Les stratèges et les diplomates rivalisent de subtilités pour déceler ce qui pourrait constituer les buts de guerre. À Gaza, au Liban, dans l’est de l’Ukraine, et en bien d’autres lieux encore… Cette formule, à laquelle on pourrait s’habituer sans y prendre garde, essaie de donner une raison à ce qui n’en a pas. Car tout le monde sait que le but de la guerre est d’obtenir par la violence ce qu’on n’a pas trouvé dans le dialogue. En soulignant tout de suite quand même, que celui qui se défend d’une agression extérieure, comme l’Ukraine, n’a pas réellement un but de guerre : il s’agit simplement de survivre.
Si donc la guerre n’a pas de but, que faire de l’avalanche d’images de villes dévastées et d’informations qui oscillent entre gris clair et noir d’encre ? Quoi pour nous mettre un peu de baume au cœur ?

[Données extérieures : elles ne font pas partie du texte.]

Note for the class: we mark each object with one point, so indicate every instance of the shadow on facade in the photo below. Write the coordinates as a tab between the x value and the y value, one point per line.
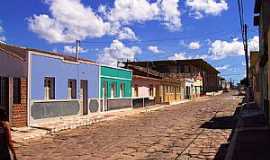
226	122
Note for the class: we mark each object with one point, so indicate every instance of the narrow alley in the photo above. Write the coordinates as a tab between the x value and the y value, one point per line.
194	130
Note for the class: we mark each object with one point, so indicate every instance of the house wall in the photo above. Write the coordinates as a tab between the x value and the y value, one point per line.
19	113
117	76
11	67
144	86
42	66
47	66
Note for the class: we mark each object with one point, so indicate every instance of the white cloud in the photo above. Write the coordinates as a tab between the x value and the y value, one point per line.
179	56
128	11
194	45
72	49
2	37
253	44
223	67
171	14
154	49
127	33
70	20
200	8
117	51
221	49
201	56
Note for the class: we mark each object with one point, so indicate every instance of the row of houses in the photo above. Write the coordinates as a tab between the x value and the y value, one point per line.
259	61
37	85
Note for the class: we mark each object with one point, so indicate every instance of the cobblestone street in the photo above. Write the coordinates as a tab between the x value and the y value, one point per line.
193	130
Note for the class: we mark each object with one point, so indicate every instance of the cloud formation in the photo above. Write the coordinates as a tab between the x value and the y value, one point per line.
129	11
70	20
221	68
179	56
201	8
2	37
72	49
154	49
221	49
117	51
194	45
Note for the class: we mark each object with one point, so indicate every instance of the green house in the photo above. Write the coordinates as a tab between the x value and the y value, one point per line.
115	88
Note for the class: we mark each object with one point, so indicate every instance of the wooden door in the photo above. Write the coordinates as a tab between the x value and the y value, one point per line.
84	90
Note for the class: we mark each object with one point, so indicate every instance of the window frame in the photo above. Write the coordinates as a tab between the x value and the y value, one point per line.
17	90
50	83
72	88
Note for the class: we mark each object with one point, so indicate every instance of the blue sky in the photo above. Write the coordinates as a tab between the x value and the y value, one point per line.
110	30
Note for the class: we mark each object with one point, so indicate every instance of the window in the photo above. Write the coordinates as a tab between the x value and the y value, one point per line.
113	90
4	91
49	85
105	89
136	89
122	90
16	90
72	88
151	91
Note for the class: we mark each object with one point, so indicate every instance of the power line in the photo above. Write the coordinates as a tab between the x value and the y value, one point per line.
96	43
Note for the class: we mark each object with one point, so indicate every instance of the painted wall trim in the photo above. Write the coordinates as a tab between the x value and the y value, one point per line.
99	87
109	77
29	70
55	100
124	69
60	57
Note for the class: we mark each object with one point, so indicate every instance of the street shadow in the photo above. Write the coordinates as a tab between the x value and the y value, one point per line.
222	151
227	122
219	123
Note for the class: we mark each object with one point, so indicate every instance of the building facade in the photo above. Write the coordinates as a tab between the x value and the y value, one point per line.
261	19
115	88
186	69
38	85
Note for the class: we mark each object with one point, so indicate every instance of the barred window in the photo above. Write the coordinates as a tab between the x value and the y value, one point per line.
16	90
72	88
49	85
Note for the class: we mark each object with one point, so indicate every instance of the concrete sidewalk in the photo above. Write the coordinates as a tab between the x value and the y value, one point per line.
52	126
250	139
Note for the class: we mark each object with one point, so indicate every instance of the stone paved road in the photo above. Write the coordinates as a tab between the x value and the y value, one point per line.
194	130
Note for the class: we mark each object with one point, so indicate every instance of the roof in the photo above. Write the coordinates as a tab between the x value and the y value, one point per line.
21	53
257	7
200	63
254	58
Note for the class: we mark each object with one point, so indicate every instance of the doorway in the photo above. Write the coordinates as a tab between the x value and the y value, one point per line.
4	94
84	92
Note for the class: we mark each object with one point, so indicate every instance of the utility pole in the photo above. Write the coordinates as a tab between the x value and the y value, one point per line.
77	49
246	53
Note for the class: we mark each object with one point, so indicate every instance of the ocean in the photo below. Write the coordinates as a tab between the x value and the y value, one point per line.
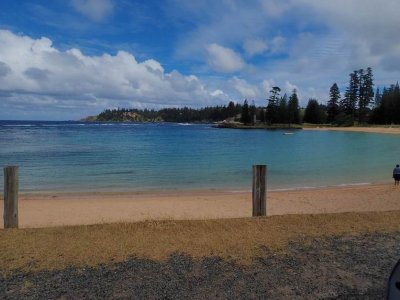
76	156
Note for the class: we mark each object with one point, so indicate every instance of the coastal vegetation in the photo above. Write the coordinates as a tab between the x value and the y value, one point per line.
360	105
242	240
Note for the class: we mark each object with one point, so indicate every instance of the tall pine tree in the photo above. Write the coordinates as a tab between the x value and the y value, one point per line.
272	108
333	103
366	93
349	103
293	108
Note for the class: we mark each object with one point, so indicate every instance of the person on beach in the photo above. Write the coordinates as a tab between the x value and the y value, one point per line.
396	175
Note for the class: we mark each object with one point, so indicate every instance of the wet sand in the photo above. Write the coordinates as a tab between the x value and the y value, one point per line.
56	209
385	130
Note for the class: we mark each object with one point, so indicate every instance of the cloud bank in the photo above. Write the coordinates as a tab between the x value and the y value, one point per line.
33	71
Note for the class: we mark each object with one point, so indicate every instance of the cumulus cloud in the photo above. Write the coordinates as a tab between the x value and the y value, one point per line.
4	69
246	90
96	10
224	59
255	46
33	71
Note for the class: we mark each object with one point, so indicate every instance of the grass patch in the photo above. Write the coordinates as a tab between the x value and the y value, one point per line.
238	239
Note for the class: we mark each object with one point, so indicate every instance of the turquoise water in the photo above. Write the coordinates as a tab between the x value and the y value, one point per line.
58	156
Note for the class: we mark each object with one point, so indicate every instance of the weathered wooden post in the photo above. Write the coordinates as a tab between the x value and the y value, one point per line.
259	190
11	197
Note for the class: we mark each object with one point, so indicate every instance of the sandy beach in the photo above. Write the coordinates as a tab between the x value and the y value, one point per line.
385	130
56	209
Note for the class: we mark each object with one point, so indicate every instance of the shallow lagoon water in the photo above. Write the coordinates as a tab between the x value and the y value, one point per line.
74	156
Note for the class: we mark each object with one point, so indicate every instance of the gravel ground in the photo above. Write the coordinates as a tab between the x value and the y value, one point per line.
345	267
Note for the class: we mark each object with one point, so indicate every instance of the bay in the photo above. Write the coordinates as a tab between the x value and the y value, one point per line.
76	156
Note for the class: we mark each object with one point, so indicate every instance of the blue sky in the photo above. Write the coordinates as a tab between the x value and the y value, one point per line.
66	59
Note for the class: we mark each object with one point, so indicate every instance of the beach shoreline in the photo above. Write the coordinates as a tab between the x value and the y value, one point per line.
375	129
83	208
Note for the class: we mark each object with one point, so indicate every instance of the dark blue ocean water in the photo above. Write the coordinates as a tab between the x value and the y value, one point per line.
140	157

La première bonne nouvelle qui nous soit accessible est de ne pas rester indifférents, montrant ainsi notre empathie, notre capacité à prendre en nous quelque chose du malheur des autres.
On peut aussi être attentif à ces récits d’hommes et de femmes qui ont su convertir la violence en générosité. L’évêque libanais maronite Mounir Khairallah, actuellement en Europe pour le synode, raconte comment une religieuse a su faire grandir dans son cœur d’enfant un esprit de paix, alors même qu’à cinq ans il avait eu la douleur de voir ses parents assassinés. Cet événement tragique aurait pu faire de lui un soldat ; il est devenu apôtre. Il n’y a pas de fatalité au mal, car le bien regorge de ressources. C’est de ne pas le croire suffisamment que naît l’idée que la guerre puisse être raisonnable.
Dans sa lettre adressée le 7 octobre dernier aux catholiques du Moyen-Orient, le pape emploie à sept reprises, un peu comme un refrain, cette formule « je suis avec vous ». Ce n’est pas seulement une parole de consolation ; c’est aussi une disposition prophétique de proximité et de solidarité, là où tout nous pousserait à nous enfermer dans notre bulle. Il s’agit là d’une communion qui fait du bien.
Cette communion est telle qu’elle nourrit deux mouvements intérieurs. Celui de l’empathie, qui en ces jours terribles pour le Liban comporte une part de colère. Trop c’est trop, bon Dieu ! Et celui de l’espérance, en vertu de l’effet papillon appliqué au bien. L’effet papillon désigne ce processus où le battement d’aile d’un papillon en Europe déclenche, par une série de réactions en chaîne, un typhon au Japon. Évidemment, il s’agit là d’une image, plus que d’une vérité scientifique, mais rien n’interdit d’y lire une parabole qui nous permettrait de comprendre l’œuvre de Dieu et le travail invisible de l’Esprit pacificateur. Il nous faut croire que nos choix personnels modestes en faveur d’une vie plus fraternelle, ou qu’un art de vivre en société pacifié – et il y a tant à faire à ce niveau-là – puissent gagner le cœur des acteurs des conflits qui déchirent aujourd’hui le monde et leur fassent entrevoir que le but de leur action ne peut pas être autre que la vie de chaque être humain.